I was sitting down to write a post about comparison. But I have suddenly felt super charged with electric energy. Perhaps this is because I am going to be interviewed on a podcast! Yes, my first ever podcast. So yes I am feeling the HEAT and HEALING ENERGY!
This is quite new. But I have had several insights about comparison just now.
I was feeling quite sad because I was comparing myself a lot to this one person. If you have ever compared yourself you will know the symptoms.
For me it is, my energy becomes attached to them. I consciously/and unconsciously pay attention to everything they write, comment or post on social media.
And you know what I realized? 1, I already knew that by comparing myself I hand over my power to them. They automatically win but a forfeit. Because no matter how hard i try to be the best version of me, I will never be them. I guess I think what’s so great about me? Even on social media, I find myself posting things OCCASIONALLY and wonder if they will see it and like it….. um no…
Do people like me just as much as they like them?
Do I have special talents, powers just like they do?
Are they just plain ol’ better then me?
I know the answer is no!

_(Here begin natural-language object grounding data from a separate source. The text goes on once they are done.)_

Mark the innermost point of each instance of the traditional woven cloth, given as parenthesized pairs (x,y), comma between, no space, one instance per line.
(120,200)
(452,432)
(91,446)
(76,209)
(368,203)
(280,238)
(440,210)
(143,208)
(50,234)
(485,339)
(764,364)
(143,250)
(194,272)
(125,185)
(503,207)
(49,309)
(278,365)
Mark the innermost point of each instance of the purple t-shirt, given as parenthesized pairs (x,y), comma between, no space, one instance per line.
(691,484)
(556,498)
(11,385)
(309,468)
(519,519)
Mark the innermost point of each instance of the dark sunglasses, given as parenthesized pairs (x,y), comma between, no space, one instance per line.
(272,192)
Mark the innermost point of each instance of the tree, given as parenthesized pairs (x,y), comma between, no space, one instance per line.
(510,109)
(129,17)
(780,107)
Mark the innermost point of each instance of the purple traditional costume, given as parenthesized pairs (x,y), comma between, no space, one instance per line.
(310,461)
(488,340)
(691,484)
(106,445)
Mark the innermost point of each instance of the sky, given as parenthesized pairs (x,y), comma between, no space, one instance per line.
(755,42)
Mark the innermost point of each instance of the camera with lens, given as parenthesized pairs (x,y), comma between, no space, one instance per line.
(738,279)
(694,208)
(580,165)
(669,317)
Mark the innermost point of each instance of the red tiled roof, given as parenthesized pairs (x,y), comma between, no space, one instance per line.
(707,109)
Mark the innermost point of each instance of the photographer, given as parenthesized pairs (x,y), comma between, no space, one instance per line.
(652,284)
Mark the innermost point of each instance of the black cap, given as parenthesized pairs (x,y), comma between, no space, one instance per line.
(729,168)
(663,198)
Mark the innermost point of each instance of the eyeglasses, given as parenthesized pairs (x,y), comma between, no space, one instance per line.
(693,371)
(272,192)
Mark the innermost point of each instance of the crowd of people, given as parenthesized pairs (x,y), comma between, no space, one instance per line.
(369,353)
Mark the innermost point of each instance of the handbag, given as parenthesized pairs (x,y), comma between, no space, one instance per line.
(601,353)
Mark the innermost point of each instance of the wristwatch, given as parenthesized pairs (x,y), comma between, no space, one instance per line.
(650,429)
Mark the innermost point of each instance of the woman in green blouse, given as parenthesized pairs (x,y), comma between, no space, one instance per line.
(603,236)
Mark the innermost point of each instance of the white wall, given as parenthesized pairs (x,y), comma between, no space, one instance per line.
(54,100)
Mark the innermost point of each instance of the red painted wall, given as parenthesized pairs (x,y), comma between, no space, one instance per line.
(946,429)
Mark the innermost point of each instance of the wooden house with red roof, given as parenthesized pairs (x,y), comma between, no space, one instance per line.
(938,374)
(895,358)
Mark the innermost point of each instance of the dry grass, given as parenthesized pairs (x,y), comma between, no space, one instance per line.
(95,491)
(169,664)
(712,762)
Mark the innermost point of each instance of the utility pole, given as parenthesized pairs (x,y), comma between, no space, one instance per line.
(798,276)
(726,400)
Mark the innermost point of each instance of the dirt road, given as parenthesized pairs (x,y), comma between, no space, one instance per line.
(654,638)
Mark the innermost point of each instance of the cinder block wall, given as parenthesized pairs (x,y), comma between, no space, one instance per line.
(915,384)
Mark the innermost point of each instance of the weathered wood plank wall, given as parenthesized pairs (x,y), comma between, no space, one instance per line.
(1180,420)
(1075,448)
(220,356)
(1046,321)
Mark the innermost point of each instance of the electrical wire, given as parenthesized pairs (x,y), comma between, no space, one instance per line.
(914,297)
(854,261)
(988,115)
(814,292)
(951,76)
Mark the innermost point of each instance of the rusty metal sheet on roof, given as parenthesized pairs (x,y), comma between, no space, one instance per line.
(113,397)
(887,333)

But I keep latching on and on to this energy.
It’s manageable for me now. But no doubt I am going to work through these feelings.
I am fully confident that I am in this situation for the purpose of it to be healed.

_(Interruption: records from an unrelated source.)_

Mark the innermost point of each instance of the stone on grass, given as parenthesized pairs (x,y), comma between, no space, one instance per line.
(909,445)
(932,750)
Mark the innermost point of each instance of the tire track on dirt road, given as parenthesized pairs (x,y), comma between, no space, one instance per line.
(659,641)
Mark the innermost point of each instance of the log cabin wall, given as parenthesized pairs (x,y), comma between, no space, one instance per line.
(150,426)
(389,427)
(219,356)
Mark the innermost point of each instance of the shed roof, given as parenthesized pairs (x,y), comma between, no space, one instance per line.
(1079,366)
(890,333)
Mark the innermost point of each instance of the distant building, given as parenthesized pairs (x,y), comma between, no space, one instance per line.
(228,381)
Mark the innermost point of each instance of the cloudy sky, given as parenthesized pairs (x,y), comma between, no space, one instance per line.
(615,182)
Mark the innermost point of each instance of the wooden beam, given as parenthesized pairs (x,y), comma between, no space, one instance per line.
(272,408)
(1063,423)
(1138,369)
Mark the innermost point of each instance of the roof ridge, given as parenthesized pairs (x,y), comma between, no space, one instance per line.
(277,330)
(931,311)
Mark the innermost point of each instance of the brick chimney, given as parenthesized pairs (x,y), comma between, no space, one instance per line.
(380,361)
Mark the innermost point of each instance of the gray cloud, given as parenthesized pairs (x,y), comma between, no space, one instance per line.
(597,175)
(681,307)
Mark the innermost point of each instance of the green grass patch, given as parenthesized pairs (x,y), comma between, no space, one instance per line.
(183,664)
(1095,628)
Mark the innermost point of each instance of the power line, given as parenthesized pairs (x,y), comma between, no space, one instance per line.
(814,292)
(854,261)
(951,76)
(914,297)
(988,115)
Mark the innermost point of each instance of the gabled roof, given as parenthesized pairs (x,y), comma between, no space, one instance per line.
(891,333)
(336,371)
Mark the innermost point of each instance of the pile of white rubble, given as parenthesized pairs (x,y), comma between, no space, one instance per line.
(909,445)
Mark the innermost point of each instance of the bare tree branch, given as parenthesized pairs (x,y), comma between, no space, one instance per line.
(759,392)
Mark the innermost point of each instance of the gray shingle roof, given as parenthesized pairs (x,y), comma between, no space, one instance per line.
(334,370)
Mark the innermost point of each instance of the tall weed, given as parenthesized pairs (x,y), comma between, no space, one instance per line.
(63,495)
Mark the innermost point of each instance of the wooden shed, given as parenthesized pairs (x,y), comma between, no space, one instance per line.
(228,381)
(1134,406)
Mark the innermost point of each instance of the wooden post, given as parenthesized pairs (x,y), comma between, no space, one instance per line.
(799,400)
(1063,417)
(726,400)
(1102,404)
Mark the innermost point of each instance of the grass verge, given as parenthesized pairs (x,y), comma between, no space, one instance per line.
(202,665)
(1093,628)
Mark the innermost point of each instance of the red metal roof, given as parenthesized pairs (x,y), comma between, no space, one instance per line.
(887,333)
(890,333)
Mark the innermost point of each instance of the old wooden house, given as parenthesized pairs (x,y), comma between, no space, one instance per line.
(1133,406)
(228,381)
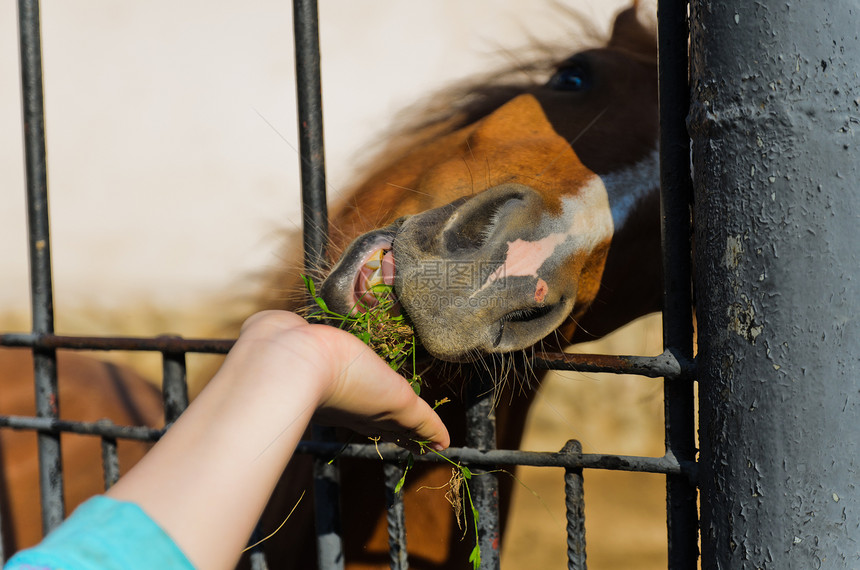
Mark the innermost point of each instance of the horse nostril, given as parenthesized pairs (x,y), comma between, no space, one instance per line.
(475,222)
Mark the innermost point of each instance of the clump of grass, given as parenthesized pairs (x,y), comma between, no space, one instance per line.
(461,475)
(379,326)
(388,333)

So if you ask me, “how do you heal comparison” You know I would say I’ve healed about 70% of mine. And there is this other 30% that is going bye-bye, pouring out the energy through tears, so that I can be cleansed and free! Because life is too short for me to want to be someone else!
So you know what I say? I say that the universe has given me this opportunity to work through comparison once and for all!
And then I will enjoy other people, but that’s it. Love them, but embrace my wholeness and never for a single second wish or slip into the life of someone else to try it on for size.